Statins appear to have deleterious effects in patients with amyotrophic lateral sclerosis (ALS) and conditions that mimic ALS [46]. Cholesterol levels may play an important role, as dyslipidemia has been associated with prolonged survival in ALS [47]. ALS-associated hypermetabolism may require more cholesterol availability. Indeed, calorie restriction exacerbates motor symptoms and high fat intake improves survival in a mouse model of ALS [48]. Sterol bioavailability and cholesterol synthesis represent pivotal adaptive responses to extracellular stress [49]. Although the optimal lipid levels are unknown for patients with ALS, it is considered reasonable to withdraw statins and other hypolipidemics in patients who develop ALS.

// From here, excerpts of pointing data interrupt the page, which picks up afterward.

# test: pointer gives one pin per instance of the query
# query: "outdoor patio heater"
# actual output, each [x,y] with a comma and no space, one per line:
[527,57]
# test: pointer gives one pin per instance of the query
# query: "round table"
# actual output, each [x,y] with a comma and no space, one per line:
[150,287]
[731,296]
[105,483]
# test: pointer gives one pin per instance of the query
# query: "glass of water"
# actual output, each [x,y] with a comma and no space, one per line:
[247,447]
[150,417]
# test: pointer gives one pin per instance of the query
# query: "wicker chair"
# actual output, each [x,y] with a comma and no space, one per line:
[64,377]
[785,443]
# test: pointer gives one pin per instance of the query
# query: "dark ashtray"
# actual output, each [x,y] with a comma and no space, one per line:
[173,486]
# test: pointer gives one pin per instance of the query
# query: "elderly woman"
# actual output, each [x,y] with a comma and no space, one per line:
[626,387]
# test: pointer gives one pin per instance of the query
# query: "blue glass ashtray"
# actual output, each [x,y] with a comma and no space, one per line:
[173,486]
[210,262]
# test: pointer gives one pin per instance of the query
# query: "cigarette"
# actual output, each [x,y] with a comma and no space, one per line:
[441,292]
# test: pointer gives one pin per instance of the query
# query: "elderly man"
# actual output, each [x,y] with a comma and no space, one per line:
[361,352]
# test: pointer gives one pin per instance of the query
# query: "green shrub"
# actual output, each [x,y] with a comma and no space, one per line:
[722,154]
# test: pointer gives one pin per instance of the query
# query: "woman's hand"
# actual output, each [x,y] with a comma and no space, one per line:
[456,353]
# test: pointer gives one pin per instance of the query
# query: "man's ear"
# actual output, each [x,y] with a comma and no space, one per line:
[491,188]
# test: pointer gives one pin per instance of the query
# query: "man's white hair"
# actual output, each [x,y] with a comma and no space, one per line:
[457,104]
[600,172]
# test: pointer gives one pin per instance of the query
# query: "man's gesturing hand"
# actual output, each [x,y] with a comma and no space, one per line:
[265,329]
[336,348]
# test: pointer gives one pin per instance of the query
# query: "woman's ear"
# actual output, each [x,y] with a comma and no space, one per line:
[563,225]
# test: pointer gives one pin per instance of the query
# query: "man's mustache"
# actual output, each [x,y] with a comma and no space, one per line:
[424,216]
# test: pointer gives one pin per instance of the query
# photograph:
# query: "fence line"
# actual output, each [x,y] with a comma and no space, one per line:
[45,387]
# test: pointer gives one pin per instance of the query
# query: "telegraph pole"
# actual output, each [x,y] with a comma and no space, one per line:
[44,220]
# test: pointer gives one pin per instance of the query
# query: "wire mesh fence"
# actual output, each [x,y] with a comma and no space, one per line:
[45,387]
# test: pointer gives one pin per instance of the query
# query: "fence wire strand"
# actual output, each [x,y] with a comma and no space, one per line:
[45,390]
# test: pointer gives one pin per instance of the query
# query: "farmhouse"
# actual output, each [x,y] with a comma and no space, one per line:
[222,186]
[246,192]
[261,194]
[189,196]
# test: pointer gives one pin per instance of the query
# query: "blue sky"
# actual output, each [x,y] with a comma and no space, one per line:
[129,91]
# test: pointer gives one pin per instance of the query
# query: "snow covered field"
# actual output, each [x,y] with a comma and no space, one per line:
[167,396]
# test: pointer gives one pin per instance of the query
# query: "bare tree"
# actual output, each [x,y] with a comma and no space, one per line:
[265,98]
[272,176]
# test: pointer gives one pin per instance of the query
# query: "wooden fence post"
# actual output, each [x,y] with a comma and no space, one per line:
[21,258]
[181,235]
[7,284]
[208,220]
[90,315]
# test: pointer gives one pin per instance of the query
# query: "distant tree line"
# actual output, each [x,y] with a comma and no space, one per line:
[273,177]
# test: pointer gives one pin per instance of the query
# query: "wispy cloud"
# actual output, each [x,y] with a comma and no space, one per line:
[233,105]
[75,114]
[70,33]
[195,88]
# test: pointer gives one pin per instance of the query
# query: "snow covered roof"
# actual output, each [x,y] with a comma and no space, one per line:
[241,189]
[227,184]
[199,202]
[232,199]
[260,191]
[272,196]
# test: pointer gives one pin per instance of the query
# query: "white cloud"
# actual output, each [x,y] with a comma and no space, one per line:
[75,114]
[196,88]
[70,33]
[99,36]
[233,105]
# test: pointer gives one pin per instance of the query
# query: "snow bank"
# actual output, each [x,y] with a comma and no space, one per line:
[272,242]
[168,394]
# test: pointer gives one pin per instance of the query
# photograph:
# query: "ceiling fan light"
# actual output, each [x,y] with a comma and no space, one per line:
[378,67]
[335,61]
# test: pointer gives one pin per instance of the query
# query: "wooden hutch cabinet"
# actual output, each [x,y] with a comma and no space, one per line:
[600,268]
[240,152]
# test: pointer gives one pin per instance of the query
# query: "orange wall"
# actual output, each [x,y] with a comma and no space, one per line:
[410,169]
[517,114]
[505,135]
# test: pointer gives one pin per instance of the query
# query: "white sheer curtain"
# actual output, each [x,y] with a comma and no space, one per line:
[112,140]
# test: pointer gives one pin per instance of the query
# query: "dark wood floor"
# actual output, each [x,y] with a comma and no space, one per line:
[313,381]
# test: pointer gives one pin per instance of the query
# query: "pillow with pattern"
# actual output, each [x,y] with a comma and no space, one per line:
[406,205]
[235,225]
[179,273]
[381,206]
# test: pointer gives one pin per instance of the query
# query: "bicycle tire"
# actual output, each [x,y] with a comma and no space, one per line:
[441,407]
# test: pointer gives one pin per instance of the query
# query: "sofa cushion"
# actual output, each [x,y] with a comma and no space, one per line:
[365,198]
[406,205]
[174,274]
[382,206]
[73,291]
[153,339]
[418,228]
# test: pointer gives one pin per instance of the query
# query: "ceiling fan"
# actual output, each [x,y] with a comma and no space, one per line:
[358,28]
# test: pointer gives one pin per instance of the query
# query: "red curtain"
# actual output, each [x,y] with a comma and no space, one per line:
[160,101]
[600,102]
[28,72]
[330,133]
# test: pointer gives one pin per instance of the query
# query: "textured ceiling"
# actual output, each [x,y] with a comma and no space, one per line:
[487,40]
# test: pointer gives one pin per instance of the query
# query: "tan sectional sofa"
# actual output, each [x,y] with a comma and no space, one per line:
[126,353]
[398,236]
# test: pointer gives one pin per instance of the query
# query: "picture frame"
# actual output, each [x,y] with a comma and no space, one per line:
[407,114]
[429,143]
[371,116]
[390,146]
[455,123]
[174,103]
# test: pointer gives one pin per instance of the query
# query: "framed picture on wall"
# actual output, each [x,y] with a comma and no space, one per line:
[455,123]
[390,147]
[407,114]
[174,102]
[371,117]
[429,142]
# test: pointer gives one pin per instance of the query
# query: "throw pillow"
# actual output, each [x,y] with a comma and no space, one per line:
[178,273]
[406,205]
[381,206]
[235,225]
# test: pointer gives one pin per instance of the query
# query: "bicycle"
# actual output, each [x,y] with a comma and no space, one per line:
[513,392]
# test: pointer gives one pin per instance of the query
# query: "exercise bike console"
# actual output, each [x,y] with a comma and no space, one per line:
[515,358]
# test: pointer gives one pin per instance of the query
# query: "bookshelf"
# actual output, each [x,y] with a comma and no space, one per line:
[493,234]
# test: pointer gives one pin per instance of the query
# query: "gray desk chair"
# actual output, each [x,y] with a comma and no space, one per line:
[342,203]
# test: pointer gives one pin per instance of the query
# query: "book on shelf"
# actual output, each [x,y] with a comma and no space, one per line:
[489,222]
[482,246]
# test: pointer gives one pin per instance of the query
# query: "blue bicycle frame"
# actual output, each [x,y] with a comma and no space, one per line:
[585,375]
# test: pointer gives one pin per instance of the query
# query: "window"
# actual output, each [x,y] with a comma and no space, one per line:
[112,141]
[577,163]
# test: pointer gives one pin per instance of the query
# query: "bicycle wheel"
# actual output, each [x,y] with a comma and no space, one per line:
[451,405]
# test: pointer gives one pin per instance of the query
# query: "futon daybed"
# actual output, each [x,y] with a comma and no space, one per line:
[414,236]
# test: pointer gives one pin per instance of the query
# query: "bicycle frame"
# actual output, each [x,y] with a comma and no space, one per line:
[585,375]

For genetically based muscle disorders, statins are believed to trigger myogenic symptoms more readily than in healthy subjects due to a reduced ability to compensate for drug-induced myotoxicity. In such patients, myopathic symptoms often persist after statin withdrawal, and this is a clinical indicator for electromyography and, potentially, muscle biopsy. It seems likely that the diverse neuromuscular phenotypes associated with statin use reflect multiple mechanisms acting either singly or synergistically.

Reports of diseases that have become clinically apparent in patients on statins include myasthenia gravis [50,51], mitochondrial myopathy [52-54], McArdle disease [54-56], acid maltase deficiency [57], muscle phosphorylase b kinase deficiency [58], carnitine-palmitoyl transferase deficiency [59], rippling muscle disease (RMD) [60], myotonic dystrophy types 1 and 2 [54,61], cytoplasmic- and hyaline-body (myosin storage) myopathies [62,63], motor neuronopathies (eg, Kennedy disease [54] and ALS [46]), dermatomyositis/polymyositis, inclusion body myositis, carnitine palmitoyltransferase II (CPT2) deficiency, and myoadenylate deaminase deficiency [5].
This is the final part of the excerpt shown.